The purpose of the package is automatically detecting type of variables in not quality controlled data. The prediction is based on a pre-trained random forest model, trained on over 5000 medical variables with OOB accuracy of 99%. The accuracy depends heavily on the type and coding style of data. For example, often categorical variables are coded as integers 1 to x, if the number of categories is very large, there is no way to distinguish it from a continuous integer variable. Some types are per definition very sensitive to errors in data, like ID, missing or constant, where a single alternative non-missing value makes it not constant or not missing anymore. The data is assumed to be cross sectional, where ID is unique (no multiple entries per ID).

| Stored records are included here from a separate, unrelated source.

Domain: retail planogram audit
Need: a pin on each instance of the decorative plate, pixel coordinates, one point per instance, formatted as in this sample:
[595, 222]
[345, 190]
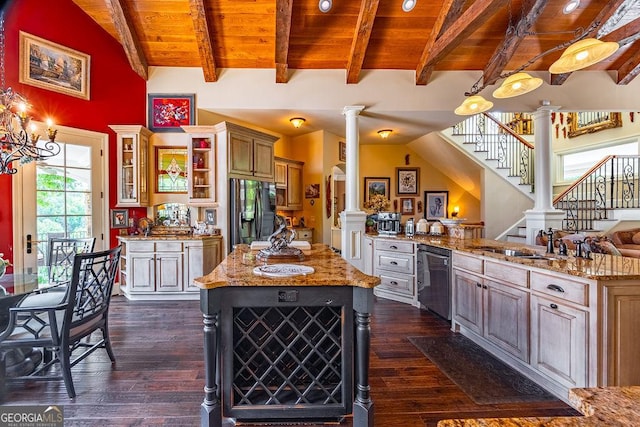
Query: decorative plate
[283, 270]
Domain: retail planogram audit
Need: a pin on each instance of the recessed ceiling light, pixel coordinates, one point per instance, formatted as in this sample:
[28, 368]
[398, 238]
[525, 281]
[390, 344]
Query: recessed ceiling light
[570, 6]
[408, 5]
[325, 5]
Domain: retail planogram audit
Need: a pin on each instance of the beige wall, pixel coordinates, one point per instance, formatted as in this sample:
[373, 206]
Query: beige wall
[382, 160]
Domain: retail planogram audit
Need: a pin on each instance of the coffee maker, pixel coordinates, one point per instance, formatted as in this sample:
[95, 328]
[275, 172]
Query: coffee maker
[388, 223]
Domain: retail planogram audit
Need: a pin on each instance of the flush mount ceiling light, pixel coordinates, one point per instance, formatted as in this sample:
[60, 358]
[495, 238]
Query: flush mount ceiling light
[473, 105]
[325, 5]
[570, 6]
[297, 121]
[384, 133]
[408, 5]
[582, 54]
[517, 84]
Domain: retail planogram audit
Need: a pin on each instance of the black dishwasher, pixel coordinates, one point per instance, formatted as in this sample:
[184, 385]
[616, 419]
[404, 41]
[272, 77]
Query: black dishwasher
[434, 280]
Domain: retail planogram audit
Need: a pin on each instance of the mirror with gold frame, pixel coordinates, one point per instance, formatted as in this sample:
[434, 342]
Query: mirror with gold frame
[592, 121]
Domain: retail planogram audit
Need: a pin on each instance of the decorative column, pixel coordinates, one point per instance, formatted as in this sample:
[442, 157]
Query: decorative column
[352, 218]
[543, 215]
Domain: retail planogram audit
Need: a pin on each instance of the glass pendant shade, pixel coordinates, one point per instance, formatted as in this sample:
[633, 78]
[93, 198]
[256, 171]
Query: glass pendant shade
[582, 54]
[473, 105]
[517, 84]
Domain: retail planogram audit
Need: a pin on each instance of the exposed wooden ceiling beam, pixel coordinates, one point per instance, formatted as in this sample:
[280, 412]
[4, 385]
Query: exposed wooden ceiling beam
[201, 25]
[631, 68]
[474, 17]
[128, 37]
[605, 14]
[361, 36]
[449, 12]
[531, 10]
[626, 34]
[284, 9]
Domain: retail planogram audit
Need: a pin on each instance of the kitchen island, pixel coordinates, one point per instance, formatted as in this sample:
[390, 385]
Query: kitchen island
[281, 347]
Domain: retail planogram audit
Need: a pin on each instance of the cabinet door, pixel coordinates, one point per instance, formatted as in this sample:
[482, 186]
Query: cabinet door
[559, 341]
[468, 302]
[263, 159]
[168, 272]
[241, 155]
[294, 186]
[506, 320]
[141, 272]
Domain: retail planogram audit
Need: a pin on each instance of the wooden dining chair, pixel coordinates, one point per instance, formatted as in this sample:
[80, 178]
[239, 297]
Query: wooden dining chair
[61, 254]
[58, 322]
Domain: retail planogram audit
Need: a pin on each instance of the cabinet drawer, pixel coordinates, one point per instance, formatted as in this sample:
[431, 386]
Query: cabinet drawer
[394, 262]
[562, 288]
[395, 246]
[141, 246]
[169, 247]
[510, 273]
[468, 262]
[398, 283]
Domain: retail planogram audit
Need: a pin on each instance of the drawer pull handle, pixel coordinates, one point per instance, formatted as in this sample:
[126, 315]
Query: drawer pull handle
[555, 288]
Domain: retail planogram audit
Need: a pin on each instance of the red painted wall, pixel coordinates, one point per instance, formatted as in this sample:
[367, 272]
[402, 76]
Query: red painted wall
[117, 93]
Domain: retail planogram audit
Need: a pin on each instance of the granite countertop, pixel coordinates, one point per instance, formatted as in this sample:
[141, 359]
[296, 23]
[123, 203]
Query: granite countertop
[604, 406]
[330, 270]
[601, 267]
[139, 237]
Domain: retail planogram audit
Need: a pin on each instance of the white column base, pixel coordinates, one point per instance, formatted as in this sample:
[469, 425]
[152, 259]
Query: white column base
[541, 220]
[353, 226]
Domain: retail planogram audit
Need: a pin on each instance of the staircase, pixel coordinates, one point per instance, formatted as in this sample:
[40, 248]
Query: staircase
[596, 201]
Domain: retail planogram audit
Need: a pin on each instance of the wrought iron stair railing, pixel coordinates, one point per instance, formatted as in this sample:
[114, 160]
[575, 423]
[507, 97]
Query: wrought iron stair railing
[611, 184]
[501, 143]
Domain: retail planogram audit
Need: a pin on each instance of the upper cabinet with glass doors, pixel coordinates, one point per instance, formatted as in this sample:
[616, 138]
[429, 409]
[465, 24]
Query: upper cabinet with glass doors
[201, 158]
[133, 165]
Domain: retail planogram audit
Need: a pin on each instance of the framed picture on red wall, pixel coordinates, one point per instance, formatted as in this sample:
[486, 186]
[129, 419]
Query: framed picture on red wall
[53, 67]
[167, 112]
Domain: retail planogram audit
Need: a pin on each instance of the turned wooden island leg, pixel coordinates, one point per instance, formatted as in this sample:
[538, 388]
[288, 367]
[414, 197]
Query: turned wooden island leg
[362, 405]
[210, 413]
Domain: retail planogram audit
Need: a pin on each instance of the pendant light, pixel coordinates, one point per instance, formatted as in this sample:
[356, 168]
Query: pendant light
[517, 84]
[582, 54]
[473, 105]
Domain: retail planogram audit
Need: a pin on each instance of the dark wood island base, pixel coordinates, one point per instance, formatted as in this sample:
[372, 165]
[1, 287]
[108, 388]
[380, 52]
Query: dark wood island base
[287, 348]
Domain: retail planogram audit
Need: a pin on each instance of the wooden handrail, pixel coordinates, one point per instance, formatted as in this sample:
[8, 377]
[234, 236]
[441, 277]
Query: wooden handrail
[509, 131]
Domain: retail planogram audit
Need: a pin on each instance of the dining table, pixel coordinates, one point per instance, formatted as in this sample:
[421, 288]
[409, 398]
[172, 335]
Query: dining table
[14, 288]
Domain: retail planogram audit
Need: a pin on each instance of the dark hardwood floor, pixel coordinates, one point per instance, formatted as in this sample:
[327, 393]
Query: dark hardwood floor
[158, 377]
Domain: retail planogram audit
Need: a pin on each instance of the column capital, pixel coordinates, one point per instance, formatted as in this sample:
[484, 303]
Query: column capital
[353, 109]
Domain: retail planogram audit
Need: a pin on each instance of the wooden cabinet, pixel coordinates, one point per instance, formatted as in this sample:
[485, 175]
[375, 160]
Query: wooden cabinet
[132, 156]
[288, 178]
[394, 262]
[157, 268]
[250, 153]
[492, 301]
[201, 167]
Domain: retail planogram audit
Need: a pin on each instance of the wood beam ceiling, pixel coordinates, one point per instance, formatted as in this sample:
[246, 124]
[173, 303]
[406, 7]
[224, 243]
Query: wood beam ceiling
[128, 36]
[284, 9]
[203, 33]
[449, 12]
[361, 36]
[472, 19]
[532, 9]
[609, 9]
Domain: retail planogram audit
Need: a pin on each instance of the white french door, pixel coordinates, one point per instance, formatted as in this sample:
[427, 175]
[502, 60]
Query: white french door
[62, 196]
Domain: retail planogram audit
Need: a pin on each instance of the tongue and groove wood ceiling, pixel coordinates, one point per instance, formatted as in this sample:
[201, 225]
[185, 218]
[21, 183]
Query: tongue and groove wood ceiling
[358, 35]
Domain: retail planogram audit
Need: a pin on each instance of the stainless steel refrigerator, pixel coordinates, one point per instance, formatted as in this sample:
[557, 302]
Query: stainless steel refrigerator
[252, 211]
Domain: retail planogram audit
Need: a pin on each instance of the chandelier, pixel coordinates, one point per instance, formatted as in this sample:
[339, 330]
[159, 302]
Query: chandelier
[19, 142]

It can be used as a first step by data quality control to help sort the variables in advance and get some information about the possible formats.
The data set ‘sim_nqc_data’ contains 100 observations and 14 artificial variables with some not well formatted or missing values. The data is complete artificial and was not used for training or validation of the random forest model.
id | visit | sex | age | byear | decades | bmi | med | date | loct | group | crp | bnp | comms |
---|---|---|---|---|---|---|---|---|---|---|---|---|---|
1 | 1 | Men | 55 | 1966 | 55-64 | 28 | 0 | 2016/12/03 | NA | 4 | 1.78 | >300 | |
2 | NULL | Women | NULL | 1979 | NULL | NULL | 0 | 2016-07-06 | NA | NULL | kM | kM | no material available |
3 | 1 | Men | 49 | 1972 | 45-54 | 29 | 0 | 2015-09-16 | NA | 2 | 2.002 | <1.5 | |
4 | 1 | Women | 73 | 1948 | 65-75 | 25.5 | 1 | 2016-xx-xx | NA | 1 | 1.332 | 3.4 | |
5 | 1 | Women | 49 | 1972 | 45-54 | 24 | 0 | 2017-08-03 | NA | 2 | <0.2 | 2.1 | . |
6 | 1 | Men | 70 | 9999 | 65-75 | 28 | 0 | 2018-03-30 | NA | 2 | 3.157 | 5.6 | |
7 | 1 | 71 | 1950 | 65-75 | 32 | 0 | NA | 4 | 4.203 | <1.5 | nd | ||
8 | 1 | Women | 55 | 1966 | 55-64 | 27 | 0 | 2016/12/04 | NA | 2 | 0.619 | 3.1 | |
9 | 1 | Men | 46 | 1975 | 45-54 | 31 | 0 | 2016-06-26 | NA | 2 | 9.866 | 7.2 | |
10 | 1 | Men | 32 | 1989 | 25-34 | 24 | NA | 2018-05-08 | NA | 3 | NA | <1.5 | Lab problems |
11 | 1 | Women | 72 | 1949 | 65-75 | 29 | 0 | 2017-08-12 | NA | 4 | 0.352 | <1.5 | |
12 | 1 | Men | 40 | 1981 | 35-44 | 31 | 1 | 2016-11-27 | NA | 2 | 1.28 | <1.5 | |
13 | 1 | Men | 28 | 1993 | 25-34 | 0 | 0 | 2017-12-28 | NA | 3 | 1.073 | <1.5 | |
14 | 1 | Men | 72 | 1949 | 65-75 | 29 | 0 | 2015-09-18 | NA | 1 | 0.227 | <1.5 | |
17 | 1 | Men | 61 | 1960 | 55-64 | 27 | 0 | 2017-10-06 | NA | 2 | 5.113 | 5.5 | |
18 | 1 | Women | NA | NA | NA | 26 | 0 | NA | 5 | 0.508 | <1.5 | na | |
19 | 1 | Men | 52 | 1969 | 45-54 | 26 | 1 | 2018-01-10 | NA | 3 | 0.231 | 1.5 | |
20 | 1 | Men | 73 | 1948 | 65-75 | 29 | 1 | 2017-03-02 | NA | 4 | 0.975 | <1.5 | |
21 | 1 | Men | 54 | 1967 | 45-54 | 26 | 0 | 2016-05-27 | NA | 2 | 3.38 | <1.5 | |
22 | 1 | Women | NA | 9999 | NULL | 28 | 0 | 2017-12-11 | NA | 3 | 0.437 | <1.5 | no birth date |
The application is straightforward, it requires data in data.frame
format. It is important that all unusual missing values in the data,
e.g. the code 9999 for missing values are covered. Values as NA, NaN,
Inf, NULL and spaces are automatic considered as invalid (missing)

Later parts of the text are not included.